Some guy has decided it would be a good idea to x-ray consoles and their controllers and then put the results on Flickr. He’s probably right. It does look pretty cool.


Found here.

Zapper mystery zapped

I’ve always wondered how the Nintendo Zapper worked. I was a big fan of Duck Hunt as a child.

We are living in the era of the wii – remotes with in built motion sensors with signals picked up by special peripherals near the TV. But in 1984 (the actual year – not the Orwellian future) these were the things dreams were made of – the 1984 type of dreams (the Orwellian future – not the actual year). 1984 was the year Duck Hunt was released.

Anyway, the Zapper apparently worked like this:

When you shot at one of the ducks in Duck Hunt, the screen would flash for a split second, and the duck would either plummet to Earth like a fallen angel, or continue flying around, oblivious to your vain attempts to destroy it. I always just assumed that the flash was for dramatic effect, but it turns out that it was the key to the Nintendo Zapper’s closely guarded secrets.

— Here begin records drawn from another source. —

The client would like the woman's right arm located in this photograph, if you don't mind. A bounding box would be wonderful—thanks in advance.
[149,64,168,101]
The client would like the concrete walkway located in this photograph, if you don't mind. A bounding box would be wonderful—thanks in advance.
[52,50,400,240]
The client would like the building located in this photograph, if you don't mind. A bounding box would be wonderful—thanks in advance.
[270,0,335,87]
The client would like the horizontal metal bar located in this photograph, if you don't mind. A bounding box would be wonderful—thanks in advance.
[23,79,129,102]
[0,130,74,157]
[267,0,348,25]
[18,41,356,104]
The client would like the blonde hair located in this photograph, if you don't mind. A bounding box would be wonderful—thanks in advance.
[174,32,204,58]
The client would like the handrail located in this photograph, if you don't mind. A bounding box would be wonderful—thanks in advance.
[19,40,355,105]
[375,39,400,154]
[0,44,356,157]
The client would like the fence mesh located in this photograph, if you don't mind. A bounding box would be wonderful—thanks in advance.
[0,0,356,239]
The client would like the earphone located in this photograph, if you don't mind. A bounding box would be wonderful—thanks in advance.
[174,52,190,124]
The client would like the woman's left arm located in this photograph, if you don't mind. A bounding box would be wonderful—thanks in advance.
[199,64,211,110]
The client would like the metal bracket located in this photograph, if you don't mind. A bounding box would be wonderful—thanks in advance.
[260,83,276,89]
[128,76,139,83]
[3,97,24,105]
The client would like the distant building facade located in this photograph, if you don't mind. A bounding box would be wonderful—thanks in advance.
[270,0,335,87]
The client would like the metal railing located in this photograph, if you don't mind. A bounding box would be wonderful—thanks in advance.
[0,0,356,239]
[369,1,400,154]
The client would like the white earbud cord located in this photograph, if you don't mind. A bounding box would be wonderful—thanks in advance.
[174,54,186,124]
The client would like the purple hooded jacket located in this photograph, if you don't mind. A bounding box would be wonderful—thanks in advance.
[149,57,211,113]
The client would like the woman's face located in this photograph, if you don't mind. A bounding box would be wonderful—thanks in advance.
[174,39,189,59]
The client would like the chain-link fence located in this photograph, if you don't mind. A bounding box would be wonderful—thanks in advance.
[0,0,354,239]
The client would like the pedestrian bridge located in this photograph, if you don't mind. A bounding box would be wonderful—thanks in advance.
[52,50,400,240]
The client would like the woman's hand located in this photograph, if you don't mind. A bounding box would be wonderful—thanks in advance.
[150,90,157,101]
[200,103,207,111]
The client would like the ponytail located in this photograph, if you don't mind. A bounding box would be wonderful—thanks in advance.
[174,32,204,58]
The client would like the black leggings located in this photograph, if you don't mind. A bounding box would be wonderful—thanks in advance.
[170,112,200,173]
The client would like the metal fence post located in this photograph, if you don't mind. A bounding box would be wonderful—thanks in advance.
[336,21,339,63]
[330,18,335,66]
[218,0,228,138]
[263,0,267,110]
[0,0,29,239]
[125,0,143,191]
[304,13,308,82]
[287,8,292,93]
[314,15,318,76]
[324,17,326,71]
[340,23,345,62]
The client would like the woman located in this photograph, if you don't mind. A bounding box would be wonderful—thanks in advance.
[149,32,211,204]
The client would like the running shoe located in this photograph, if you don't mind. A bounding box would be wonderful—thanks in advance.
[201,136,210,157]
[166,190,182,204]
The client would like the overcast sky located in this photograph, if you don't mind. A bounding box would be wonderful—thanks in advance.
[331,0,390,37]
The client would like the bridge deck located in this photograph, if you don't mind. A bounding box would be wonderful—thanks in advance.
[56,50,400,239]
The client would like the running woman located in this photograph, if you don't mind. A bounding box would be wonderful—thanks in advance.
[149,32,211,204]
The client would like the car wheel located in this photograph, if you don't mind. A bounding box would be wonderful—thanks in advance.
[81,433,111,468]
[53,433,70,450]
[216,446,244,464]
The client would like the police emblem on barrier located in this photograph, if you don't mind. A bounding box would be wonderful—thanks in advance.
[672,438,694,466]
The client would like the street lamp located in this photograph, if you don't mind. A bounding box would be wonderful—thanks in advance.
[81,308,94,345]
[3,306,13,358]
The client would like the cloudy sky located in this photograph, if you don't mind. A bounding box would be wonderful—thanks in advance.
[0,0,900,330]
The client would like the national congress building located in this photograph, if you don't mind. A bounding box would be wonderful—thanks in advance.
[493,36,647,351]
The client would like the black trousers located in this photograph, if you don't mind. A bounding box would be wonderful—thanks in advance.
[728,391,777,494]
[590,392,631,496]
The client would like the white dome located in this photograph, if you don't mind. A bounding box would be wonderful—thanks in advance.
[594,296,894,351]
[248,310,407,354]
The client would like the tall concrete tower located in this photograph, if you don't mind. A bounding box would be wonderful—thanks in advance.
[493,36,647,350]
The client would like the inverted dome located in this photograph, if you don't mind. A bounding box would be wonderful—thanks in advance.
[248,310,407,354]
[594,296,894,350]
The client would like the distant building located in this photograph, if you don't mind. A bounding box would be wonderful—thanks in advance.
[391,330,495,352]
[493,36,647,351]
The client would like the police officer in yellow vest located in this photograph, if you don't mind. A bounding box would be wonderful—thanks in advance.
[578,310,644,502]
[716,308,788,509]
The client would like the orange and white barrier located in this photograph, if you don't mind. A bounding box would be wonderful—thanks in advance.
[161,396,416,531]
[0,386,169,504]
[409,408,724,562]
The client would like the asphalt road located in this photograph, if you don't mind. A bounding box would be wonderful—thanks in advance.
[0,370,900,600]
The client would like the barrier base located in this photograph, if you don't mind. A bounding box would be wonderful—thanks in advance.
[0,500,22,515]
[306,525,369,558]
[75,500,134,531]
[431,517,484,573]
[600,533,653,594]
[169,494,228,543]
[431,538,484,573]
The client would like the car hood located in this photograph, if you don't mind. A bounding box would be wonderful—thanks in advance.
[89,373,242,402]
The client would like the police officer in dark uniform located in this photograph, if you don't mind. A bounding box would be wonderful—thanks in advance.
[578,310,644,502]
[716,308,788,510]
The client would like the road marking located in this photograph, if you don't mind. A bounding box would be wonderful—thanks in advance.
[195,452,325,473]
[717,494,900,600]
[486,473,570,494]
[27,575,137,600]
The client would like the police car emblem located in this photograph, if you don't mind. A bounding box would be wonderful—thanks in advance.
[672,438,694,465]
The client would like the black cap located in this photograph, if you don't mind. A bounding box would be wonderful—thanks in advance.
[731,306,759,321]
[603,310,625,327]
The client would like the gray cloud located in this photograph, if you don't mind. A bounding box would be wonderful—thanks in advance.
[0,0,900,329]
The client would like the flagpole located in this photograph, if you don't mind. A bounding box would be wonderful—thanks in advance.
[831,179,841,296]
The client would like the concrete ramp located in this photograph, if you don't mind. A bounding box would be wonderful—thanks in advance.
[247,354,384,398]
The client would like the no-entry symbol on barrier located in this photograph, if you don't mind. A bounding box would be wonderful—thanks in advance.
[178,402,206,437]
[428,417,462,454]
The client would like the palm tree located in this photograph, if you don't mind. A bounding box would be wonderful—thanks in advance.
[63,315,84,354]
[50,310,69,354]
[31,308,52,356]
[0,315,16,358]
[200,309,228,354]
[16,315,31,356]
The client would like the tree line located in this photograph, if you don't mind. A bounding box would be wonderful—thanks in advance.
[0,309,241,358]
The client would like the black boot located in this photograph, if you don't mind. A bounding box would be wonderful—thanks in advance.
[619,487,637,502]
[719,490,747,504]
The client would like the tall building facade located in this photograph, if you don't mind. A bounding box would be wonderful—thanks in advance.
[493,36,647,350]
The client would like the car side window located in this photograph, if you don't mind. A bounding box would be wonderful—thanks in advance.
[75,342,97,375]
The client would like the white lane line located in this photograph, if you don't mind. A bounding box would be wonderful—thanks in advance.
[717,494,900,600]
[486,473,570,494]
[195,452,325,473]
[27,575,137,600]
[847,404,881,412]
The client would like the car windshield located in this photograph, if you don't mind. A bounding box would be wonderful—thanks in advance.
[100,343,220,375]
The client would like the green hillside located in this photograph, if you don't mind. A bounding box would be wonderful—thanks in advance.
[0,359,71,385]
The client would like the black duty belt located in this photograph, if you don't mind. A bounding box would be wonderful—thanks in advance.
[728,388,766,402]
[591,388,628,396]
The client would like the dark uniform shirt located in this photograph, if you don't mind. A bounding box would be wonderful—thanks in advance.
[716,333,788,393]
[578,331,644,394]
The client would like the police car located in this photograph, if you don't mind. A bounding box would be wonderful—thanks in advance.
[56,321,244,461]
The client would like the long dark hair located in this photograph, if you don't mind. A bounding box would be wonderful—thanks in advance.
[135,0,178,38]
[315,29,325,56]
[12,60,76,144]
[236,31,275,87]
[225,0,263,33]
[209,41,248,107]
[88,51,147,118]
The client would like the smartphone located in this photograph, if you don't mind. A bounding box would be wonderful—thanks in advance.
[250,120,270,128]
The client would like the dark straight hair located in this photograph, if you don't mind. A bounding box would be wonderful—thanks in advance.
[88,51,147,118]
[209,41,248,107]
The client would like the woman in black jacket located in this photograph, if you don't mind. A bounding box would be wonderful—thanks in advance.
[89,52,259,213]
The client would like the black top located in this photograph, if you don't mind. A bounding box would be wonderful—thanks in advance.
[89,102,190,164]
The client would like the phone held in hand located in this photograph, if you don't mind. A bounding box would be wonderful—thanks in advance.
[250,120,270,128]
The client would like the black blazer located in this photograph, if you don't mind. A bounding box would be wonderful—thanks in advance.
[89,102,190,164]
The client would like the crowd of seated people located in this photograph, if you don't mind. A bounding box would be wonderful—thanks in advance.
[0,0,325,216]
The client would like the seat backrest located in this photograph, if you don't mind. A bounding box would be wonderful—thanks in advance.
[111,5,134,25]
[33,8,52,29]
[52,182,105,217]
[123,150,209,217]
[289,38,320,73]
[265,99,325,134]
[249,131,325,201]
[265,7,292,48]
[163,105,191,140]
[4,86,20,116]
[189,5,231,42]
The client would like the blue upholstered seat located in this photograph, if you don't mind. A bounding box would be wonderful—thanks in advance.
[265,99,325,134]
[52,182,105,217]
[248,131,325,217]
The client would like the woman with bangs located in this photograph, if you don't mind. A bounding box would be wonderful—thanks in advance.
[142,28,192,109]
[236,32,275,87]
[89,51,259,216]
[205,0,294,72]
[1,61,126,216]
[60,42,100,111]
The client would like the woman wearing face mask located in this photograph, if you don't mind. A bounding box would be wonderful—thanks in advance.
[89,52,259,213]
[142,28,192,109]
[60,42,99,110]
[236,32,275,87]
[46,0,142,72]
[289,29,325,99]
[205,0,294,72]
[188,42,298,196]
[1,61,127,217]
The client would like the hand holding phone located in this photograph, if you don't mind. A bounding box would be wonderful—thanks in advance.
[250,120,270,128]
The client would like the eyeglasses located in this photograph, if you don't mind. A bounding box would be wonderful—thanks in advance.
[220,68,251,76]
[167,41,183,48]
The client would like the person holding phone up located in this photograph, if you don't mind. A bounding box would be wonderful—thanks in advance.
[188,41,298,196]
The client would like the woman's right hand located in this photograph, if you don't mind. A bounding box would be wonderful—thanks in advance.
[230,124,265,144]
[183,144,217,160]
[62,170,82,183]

Instead of emitting an infrared blast every time the trigger is pulled, the Zapper housed a small sensor that could pick up the flashing screen. If you watched closely you would see that, every time the screen flashed, the duck(s) would be surrounded by a box that was a different color than the background. If the Zapper was pointed at one of the ducks when the trigger was pulled, it would register that the color was different, and thus score a hit. All of this would take place so quickly that, unless you knew what to look for, you would never notice.

Shirt of the day: Nintendo wheeze

This one comes from a site called NerdyShirts – so I’m not sure what it does for my campaign not to be considered a nerd. Anyone who ever played the original Nintendo Entertainment System will appreciate this. Otherwise you need to know that to get the pesky things to work sometimes you had to blow in the cartridge.

Here are some others that I almost liked as much from the same site.

Hippy to be square


Last week I bragged about how green my gaming console use was. Greenpeace disagrees. They hate Nintendo. I can simultaneously satiate my need to be green and my intolerance of hippies by playing the 64.

Milestones

Interesting fact – while importing my blog into WordPress (I’m still toying with making the move but am thinking it needs to be done properly to a wordpress.org site rather than a wordpress.com blog) I noticed that today I hit 300 posts, and 2000 comments. My comment to post ratio is still reasonably good – but most of them are from posts a while ago. That seems worthy of some sort of celebration. I think I’ll go home and play some Bomberman on the N64 which arrived in the mail today from eBay.